You can't even write a program that outputs one single irrational number. What you can do, is write a program which will output for example every decimal digit of some irrational number, one after the other, assuming unlimited resources and unlimited time, and which will output every single digit eventually (but will never output all digits). We count that as "outputting a number".
If you tried to write a program that first outputs all digits of π, followed by all digits of e, that wouldn't work because it never will finish outputting the digits of π. What you could do is output the first decimal of π, followed by the first decimal of e, followed by the second digits of π and e, and so on. So a program can output two (or three or four or a billion) irrational numbers, if we change the definition a bit.

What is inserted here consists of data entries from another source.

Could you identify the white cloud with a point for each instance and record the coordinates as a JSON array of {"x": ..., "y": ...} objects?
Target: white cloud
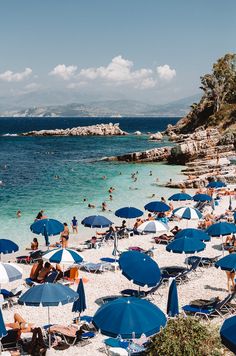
[
  {"x": 165, "y": 72},
  {"x": 119, "y": 71},
  {"x": 9, "y": 76},
  {"x": 63, "y": 71}
]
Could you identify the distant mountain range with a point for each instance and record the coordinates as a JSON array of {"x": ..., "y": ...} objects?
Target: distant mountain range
[{"x": 106, "y": 108}]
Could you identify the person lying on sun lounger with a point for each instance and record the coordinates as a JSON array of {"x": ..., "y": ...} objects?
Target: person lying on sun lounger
[{"x": 20, "y": 324}]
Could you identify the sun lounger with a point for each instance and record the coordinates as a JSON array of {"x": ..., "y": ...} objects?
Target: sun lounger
[
  {"x": 33, "y": 256},
  {"x": 221, "y": 309},
  {"x": 51, "y": 278},
  {"x": 96, "y": 267},
  {"x": 142, "y": 294}
]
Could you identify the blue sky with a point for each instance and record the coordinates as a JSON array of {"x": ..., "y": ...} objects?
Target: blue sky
[{"x": 152, "y": 50}]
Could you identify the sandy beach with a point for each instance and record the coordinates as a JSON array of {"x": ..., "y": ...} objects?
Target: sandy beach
[{"x": 210, "y": 283}]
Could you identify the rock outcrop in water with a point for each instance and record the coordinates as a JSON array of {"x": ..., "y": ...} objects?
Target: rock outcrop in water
[
  {"x": 154, "y": 155},
  {"x": 93, "y": 130}
]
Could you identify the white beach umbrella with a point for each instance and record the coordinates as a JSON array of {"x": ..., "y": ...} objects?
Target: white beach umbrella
[
  {"x": 64, "y": 256},
  {"x": 187, "y": 213},
  {"x": 9, "y": 272},
  {"x": 153, "y": 227}
]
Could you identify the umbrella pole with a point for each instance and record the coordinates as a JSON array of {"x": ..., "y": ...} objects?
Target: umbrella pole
[{"x": 49, "y": 334}]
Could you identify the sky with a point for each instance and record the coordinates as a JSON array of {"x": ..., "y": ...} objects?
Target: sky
[{"x": 150, "y": 50}]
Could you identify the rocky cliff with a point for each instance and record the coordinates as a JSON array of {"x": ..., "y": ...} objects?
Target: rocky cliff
[{"x": 93, "y": 130}]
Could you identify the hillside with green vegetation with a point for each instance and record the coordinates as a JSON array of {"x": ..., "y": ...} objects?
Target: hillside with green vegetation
[{"x": 217, "y": 107}]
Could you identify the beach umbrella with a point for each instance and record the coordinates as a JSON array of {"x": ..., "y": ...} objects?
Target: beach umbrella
[
  {"x": 157, "y": 206},
  {"x": 115, "y": 251},
  {"x": 172, "y": 303},
  {"x": 96, "y": 221},
  {"x": 129, "y": 318},
  {"x": 47, "y": 227},
  {"x": 216, "y": 185},
  {"x": 48, "y": 295},
  {"x": 140, "y": 268},
  {"x": 221, "y": 229},
  {"x": 193, "y": 233},
  {"x": 185, "y": 245},
  {"x": 202, "y": 197},
  {"x": 228, "y": 334},
  {"x": 10, "y": 272},
  {"x": 227, "y": 263},
  {"x": 153, "y": 227},
  {"x": 8, "y": 246},
  {"x": 187, "y": 213},
  {"x": 128, "y": 212},
  {"x": 63, "y": 256},
  {"x": 3, "y": 331},
  {"x": 80, "y": 304},
  {"x": 180, "y": 197}
]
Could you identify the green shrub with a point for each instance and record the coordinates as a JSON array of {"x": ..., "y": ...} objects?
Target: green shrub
[{"x": 186, "y": 337}]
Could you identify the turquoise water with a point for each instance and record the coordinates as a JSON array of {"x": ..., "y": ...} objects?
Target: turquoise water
[{"x": 56, "y": 174}]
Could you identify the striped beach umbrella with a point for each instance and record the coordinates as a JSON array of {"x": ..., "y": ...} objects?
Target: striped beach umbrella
[
  {"x": 63, "y": 255},
  {"x": 187, "y": 213},
  {"x": 9, "y": 272}
]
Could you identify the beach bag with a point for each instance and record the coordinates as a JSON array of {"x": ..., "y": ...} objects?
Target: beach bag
[{"x": 36, "y": 347}]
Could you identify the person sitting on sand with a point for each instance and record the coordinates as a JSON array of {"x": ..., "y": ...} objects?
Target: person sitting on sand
[
  {"x": 150, "y": 217},
  {"x": 175, "y": 230},
  {"x": 65, "y": 236},
  {"x": 20, "y": 324},
  {"x": 34, "y": 245},
  {"x": 230, "y": 279},
  {"x": 43, "y": 273}
]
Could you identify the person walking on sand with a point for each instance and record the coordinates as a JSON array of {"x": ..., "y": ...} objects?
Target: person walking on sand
[{"x": 74, "y": 225}]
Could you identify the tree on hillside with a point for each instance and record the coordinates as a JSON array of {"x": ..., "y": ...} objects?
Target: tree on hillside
[{"x": 220, "y": 86}]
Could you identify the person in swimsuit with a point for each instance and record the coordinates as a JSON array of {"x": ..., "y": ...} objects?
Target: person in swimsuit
[
  {"x": 74, "y": 224},
  {"x": 65, "y": 236}
]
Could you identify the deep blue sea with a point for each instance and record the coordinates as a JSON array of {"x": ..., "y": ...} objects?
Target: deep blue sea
[{"x": 57, "y": 173}]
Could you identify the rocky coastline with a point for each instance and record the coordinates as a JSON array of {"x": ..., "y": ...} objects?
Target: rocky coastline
[{"x": 93, "y": 130}]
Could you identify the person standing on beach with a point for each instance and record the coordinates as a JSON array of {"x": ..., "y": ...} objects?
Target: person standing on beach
[{"x": 74, "y": 225}]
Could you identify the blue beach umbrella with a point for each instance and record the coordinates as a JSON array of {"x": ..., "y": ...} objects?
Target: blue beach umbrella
[
  {"x": 216, "y": 185},
  {"x": 96, "y": 221},
  {"x": 80, "y": 304},
  {"x": 139, "y": 268},
  {"x": 221, "y": 229},
  {"x": 3, "y": 331},
  {"x": 8, "y": 246},
  {"x": 10, "y": 272},
  {"x": 129, "y": 318},
  {"x": 202, "y": 197},
  {"x": 157, "y": 206},
  {"x": 180, "y": 197},
  {"x": 187, "y": 213},
  {"x": 128, "y": 212},
  {"x": 227, "y": 263},
  {"x": 47, "y": 227},
  {"x": 63, "y": 255},
  {"x": 228, "y": 334},
  {"x": 48, "y": 295},
  {"x": 172, "y": 303},
  {"x": 185, "y": 245},
  {"x": 193, "y": 233}
]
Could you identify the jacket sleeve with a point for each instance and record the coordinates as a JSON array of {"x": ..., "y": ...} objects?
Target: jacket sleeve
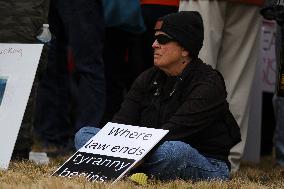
[{"x": 205, "y": 104}]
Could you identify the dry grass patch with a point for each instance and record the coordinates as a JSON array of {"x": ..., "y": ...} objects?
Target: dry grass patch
[{"x": 27, "y": 175}]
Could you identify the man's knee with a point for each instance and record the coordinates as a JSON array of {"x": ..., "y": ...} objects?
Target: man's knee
[{"x": 174, "y": 151}]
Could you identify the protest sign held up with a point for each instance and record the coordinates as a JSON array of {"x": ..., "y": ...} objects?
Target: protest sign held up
[{"x": 111, "y": 153}]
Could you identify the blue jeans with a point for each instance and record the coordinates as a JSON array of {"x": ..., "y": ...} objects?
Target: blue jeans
[
  {"x": 171, "y": 160},
  {"x": 278, "y": 103}
]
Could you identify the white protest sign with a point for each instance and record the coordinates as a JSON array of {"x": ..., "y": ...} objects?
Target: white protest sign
[
  {"x": 18, "y": 64},
  {"x": 111, "y": 153}
]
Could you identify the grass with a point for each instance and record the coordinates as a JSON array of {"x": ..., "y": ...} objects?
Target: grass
[{"x": 27, "y": 175}]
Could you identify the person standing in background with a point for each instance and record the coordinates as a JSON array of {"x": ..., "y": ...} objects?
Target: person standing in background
[
  {"x": 21, "y": 22},
  {"x": 78, "y": 25},
  {"x": 231, "y": 45}
]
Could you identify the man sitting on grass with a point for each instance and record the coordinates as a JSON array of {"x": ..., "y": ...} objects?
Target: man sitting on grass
[{"x": 185, "y": 96}]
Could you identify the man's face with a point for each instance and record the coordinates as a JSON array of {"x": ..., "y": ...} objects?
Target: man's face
[{"x": 167, "y": 52}]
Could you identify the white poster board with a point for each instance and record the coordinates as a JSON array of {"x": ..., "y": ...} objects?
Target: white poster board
[
  {"x": 18, "y": 64},
  {"x": 111, "y": 153}
]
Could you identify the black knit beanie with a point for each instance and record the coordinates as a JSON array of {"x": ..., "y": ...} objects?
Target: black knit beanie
[{"x": 186, "y": 27}]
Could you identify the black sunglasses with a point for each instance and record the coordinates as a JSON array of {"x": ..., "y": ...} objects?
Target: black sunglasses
[{"x": 163, "y": 39}]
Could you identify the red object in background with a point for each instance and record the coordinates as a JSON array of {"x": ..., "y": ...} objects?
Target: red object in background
[{"x": 70, "y": 61}]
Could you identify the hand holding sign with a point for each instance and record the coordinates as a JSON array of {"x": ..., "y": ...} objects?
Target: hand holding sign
[{"x": 111, "y": 152}]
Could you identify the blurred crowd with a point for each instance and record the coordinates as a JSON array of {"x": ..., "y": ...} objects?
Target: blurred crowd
[{"x": 89, "y": 64}]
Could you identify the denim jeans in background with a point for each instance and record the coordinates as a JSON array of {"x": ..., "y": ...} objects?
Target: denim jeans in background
[
  {"x": 278, "y": 103},
  {"x": 79, "y": 26},
  {"x": 171, "y": 160}
]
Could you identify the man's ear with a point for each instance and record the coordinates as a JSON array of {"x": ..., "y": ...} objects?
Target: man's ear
[{"x": 184, "y": 53}]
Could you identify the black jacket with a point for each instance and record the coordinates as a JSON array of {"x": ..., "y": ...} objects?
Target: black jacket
[{"x": 192, "y": 107}]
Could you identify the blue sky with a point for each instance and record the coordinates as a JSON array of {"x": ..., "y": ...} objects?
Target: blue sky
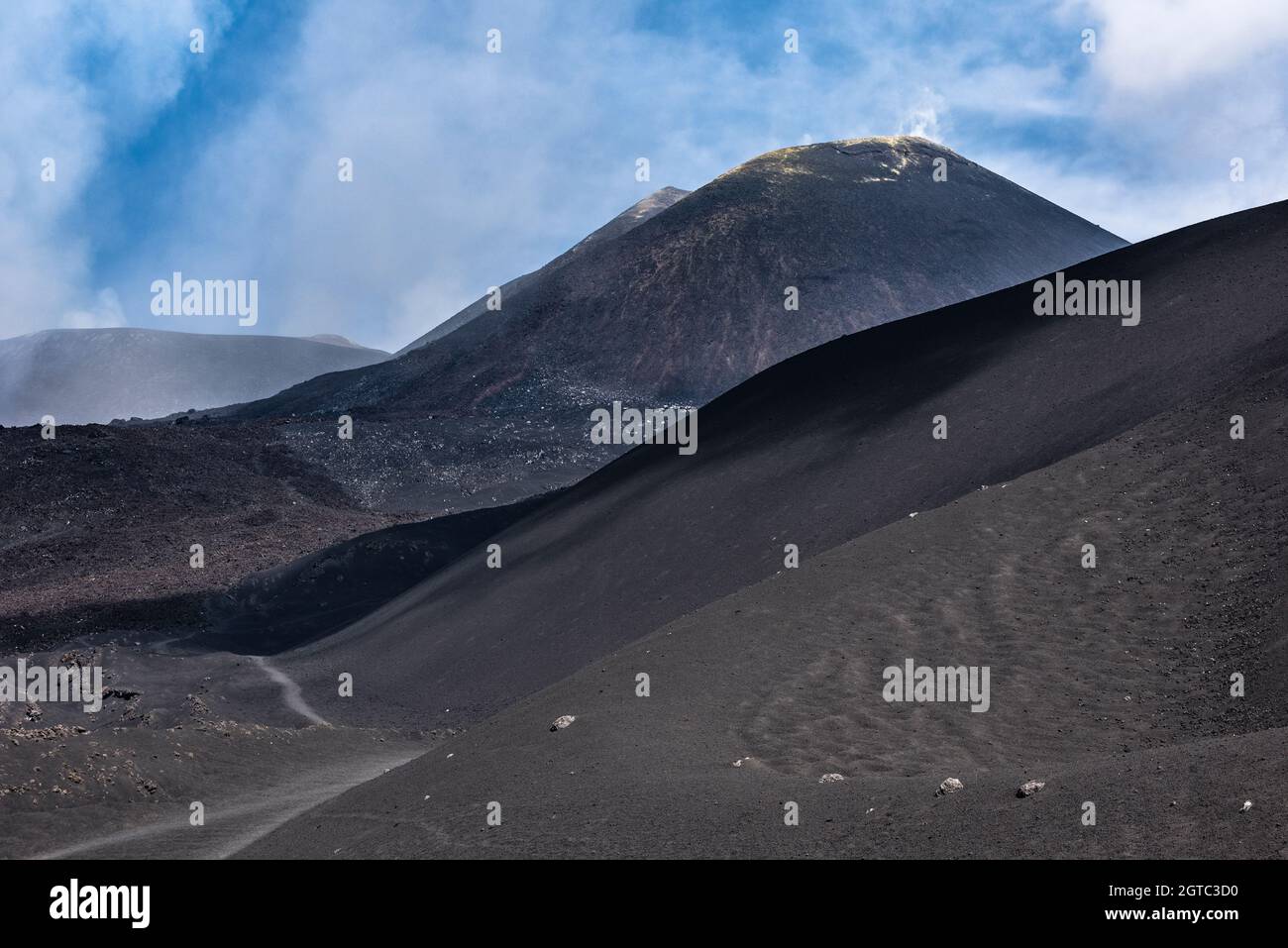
[{"x": 472, "y": 167}]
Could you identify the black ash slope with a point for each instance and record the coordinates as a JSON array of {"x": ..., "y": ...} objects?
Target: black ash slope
[
  {"x": 819, "y": 450},
  {"x": 691, "y": 301}
]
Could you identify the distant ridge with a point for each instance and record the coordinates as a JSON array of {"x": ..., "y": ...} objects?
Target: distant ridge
[{"x": 102, "y": 373}]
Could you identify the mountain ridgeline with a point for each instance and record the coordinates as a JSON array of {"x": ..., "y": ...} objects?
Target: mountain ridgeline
[{"x": 781, "y": 254}]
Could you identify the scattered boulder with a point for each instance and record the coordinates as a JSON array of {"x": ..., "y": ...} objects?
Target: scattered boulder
[{"x": 951, "y": 786}]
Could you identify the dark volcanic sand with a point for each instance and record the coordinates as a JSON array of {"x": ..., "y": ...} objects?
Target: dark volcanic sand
[
  {"x": 815, "y": 451},
  {"x": 1111, "y": 685}
]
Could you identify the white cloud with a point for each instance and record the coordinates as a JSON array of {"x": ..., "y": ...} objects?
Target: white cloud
[{"x": 51, "y": 108}]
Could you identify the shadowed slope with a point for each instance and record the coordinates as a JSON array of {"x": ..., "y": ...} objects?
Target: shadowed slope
[
  {"x": 1108, "y": 685},
  {"x": 815, "y": 451},
  {"x": 632, "y": 217},
  {"x": 692, "y": 301}
]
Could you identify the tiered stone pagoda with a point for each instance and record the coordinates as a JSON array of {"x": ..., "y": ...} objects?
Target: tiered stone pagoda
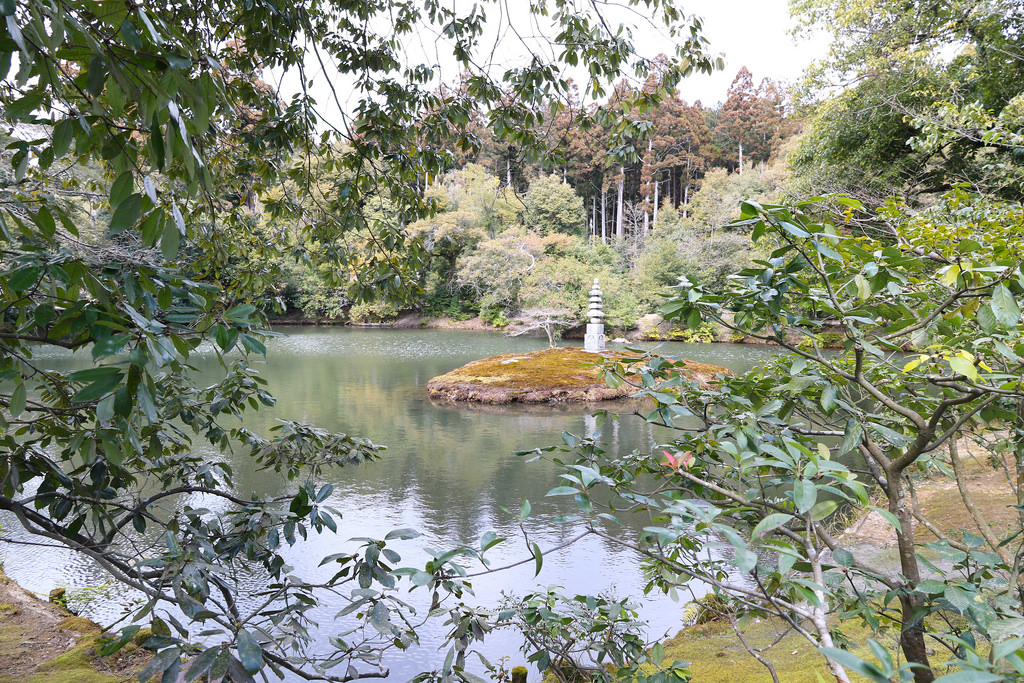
[
  {"x": 554, "y": 375},
  {"x": 594, "y": 339}
]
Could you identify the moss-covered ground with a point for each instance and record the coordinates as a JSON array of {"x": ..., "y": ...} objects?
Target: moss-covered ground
[
  {"x": 43, "y": 643},
  {"x": 566, "y": 374},
  {"x": 716, "y": 655}
]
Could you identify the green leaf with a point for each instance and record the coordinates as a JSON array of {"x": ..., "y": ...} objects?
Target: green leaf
[
  {"x": 804, "y": 495},
  {"x": 851, "y": 437},
  {"x": 843, "y": 557},
  {"x": 22, "y": 280},
  {"x": 1005, "y": 306},
  {"x": 794, "y": 229},
  {"x": 250, "y": 653},
  {"x": 129, "y": 34},
  {"x": 126, "y": 214},
  {"x": 971, "y": 677},
  {"x": 122, "y": 188},
  {"x": 828, "y": 398},
  {"x": 23, "y": 109},
  {"x": 853, "y": 663},
  {"x": 770, "y": 523},
  {"x": 744, "y": 559},
  {"x": 17, "y": 400},
  {"x": 102, "y": 383},
  {"x": 563, "y": 491},
  {"x": 202, "y": 663},
  {"x": 962, "y": 366},
  {"x": 62, "y": 135},
  {"x": 170, "y": 240},
  {"x": 160, "y": 663},
  {"x": 402, "y": 535},
  {"x": 380, "y": 619},
  {"x": 822, "y": 509}
]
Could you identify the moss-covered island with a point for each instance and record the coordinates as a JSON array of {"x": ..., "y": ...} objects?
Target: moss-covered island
[{"x": 551, "y": 375}]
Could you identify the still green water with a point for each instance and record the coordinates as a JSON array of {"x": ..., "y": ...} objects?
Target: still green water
[{"x": 448, "y": 472}]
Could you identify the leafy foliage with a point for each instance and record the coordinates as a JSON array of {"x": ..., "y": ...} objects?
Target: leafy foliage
[{"x": 208, "y": 183}]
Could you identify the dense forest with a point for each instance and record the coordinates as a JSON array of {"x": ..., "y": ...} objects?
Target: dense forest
[
  {"x": 161, "y": 202},
  {"x": 509, "y": 233}
]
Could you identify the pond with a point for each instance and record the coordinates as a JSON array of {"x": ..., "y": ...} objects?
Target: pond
[{"x": 449, "y": 472}]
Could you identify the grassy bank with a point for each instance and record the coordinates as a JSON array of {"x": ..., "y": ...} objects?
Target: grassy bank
[{"x": 41, "y": 642}]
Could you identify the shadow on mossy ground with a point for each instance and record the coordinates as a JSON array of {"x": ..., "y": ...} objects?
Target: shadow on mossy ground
[{"x": 41, "y": 642}]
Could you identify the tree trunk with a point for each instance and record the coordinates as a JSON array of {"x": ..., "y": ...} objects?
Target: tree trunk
[
  {"x": 656, "y": 183},
  {"x": 620, "y": 218},
  {"x": 604, "y": 211},
  {"x": 911, "y": 638}
]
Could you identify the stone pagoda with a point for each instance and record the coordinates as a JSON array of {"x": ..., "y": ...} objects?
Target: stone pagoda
[{"x": 594, "y": 340}]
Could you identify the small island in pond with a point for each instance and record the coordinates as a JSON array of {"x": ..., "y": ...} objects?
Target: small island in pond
[{"x": 552, "y": 375}]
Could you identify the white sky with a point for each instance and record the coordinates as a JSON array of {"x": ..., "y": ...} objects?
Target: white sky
[{"x": 751, "y": 33}]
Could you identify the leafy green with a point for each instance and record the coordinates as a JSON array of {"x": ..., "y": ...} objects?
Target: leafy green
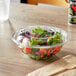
[
  {"x": 35, "y": 42},
  {"x": 40, "y": 31}
]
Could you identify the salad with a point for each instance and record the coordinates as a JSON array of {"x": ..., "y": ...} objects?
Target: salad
[{"x": 32, "y": 41}]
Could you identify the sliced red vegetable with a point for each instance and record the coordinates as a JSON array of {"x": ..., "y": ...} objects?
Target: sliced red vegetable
[
  {"x": 73, "y": 7},
  {"x": 48, "y": 53},
  {"x": 42, "y": 51},
  {"x": 28, "y": 50},
  {"x": 56, "y": 49}
]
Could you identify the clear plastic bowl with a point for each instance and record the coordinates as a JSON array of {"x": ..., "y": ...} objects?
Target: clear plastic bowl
[{"x": 35, "y": 51}]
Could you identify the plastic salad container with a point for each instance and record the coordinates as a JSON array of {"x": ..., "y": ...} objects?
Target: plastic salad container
[{"x": 40, "y": 42}]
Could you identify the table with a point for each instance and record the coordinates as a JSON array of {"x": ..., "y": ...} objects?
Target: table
[{"x": 12, "y": 61}]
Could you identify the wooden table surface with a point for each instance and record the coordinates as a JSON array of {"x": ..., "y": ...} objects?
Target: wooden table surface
[{"x": 12, "y": 61}]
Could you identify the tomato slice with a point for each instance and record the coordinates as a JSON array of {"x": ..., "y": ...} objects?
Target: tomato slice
[
  {"x": 42, "y": 51},
  {"x": 27, "y": 50},
  {"x": 56, "y": 49},
  {"x": 48, "y": 53}
]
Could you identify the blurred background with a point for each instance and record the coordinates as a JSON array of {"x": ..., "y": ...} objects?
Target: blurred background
[{"x": 36, "y": 2}]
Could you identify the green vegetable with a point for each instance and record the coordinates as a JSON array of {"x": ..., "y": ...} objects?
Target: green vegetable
[
  {"x": 35, "y": 42},
  {"x": 40, "y": 31}
]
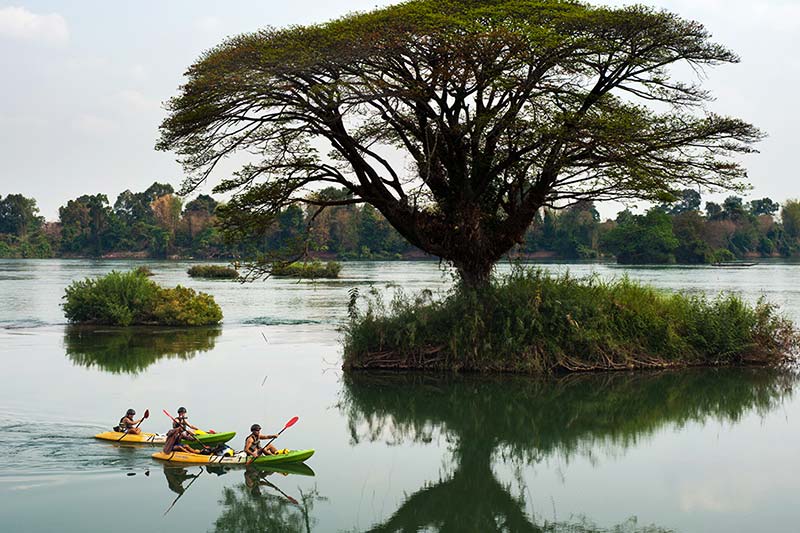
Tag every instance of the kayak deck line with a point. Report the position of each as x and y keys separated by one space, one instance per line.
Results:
x=160 y=438
x=294 y=456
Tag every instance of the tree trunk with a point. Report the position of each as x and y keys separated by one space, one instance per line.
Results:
x=474 y=274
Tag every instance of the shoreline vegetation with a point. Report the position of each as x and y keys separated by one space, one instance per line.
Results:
x=212 y=272
x=307 y=270
x=155 y=223
x=130 y=298
x=532 y=322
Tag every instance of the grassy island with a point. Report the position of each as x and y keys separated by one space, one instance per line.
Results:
x=129 y=298
x=312 y=270
x=213 y=272
x=533 y=322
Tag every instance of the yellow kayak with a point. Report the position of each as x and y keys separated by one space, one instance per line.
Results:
x=291 y=456
x=159 y=438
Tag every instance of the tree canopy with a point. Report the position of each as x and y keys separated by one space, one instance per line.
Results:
x=495 y=109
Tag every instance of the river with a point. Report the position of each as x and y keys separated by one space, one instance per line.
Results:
x=700 y=450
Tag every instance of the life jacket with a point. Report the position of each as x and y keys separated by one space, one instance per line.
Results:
x=249 y=447
x=173 y=439
x=124 y=425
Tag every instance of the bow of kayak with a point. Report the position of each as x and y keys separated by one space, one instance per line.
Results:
x=207 y=439
x=294 y=456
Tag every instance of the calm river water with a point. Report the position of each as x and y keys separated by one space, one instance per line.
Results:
x=701 y=450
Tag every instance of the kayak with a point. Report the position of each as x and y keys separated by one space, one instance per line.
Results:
x=294 y=456
x=207 y=439
x=298 y=469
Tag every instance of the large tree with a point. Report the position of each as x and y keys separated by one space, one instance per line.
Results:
x=459 y=120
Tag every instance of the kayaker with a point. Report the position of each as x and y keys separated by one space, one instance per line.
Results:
x=251 y=446
x=128 y=425
x=174 y=437
x=184 y=420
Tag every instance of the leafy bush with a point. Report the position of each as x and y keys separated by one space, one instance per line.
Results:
x=127 y=298
x=312 y=270
x=534 y=322
x=144 y=270
x=182 y=306
x=212 y=271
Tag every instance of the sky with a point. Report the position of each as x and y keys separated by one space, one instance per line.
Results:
x=83 y=82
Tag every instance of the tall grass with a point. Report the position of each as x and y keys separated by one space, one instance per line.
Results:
x=533 y=322
x=212 y=271
x=127 y=298
x=312 y=270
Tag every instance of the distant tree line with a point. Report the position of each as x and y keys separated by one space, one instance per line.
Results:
x=157 y=223
x=678 y=232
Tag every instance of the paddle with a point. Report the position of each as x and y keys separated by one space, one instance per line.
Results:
x=211 y=431
x=146 y=415
x=289 y=424
x=187 y=430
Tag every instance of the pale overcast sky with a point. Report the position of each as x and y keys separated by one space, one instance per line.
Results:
x=83 y=82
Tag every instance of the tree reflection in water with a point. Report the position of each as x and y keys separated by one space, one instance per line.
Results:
x=525 y=420
x=260 y=505
x=131 y=350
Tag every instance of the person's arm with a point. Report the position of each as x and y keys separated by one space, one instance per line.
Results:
x=248 y=445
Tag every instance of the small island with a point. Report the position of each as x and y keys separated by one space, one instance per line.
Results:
x=307 y=270
x=212 y=272
x=130 y=298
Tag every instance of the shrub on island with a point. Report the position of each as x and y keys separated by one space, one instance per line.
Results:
x=533 y=322
x=312 y=270
x=144 y=270
x=212 y=271
x=129 y=298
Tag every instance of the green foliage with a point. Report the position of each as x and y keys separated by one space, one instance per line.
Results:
x=307 y=270
x=502 y=107
x=790 y=215
x=128 y=298
x=642 y=238
x=133 y=349
x=213 y=271
x=183 y=306
x=532 y=322
x=19 y=215
x=144 y=271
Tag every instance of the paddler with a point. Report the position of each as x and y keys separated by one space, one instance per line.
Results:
x=251 y=446
x=183 y=420
x=128 y=425
x=174 y=437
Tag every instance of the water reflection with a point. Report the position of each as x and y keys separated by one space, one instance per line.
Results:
x=132 y=350
x=522 y=420
x=257 y=504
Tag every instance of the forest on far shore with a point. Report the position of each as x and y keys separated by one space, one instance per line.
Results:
x=157 y=223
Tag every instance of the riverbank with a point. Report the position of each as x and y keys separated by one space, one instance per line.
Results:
x=532 y=322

You could write a program that outputs a countable infinite number of irrational numbers. Start with the first digit of the first number. Then the second digit of the first, followed by the first digit of the second number. Then the 3rd digit of the first, 2nd digit of the second, and 1st digit of the third number, and so on forever. So this program would eventually output each digit of a countable infinite number of irrational numbers.
You can't extend this to an uncountable numbers. Being uncountable, it is impossible for example to output just the first digits of all these numbers.
So the best you can do, with a modified definition of what "outputting an irrational number" means, is that you can have a countable number of programs, which each calculate a countable number of irrational numbers, but countable times countable is still countable, so you cannot output all irrational numbers.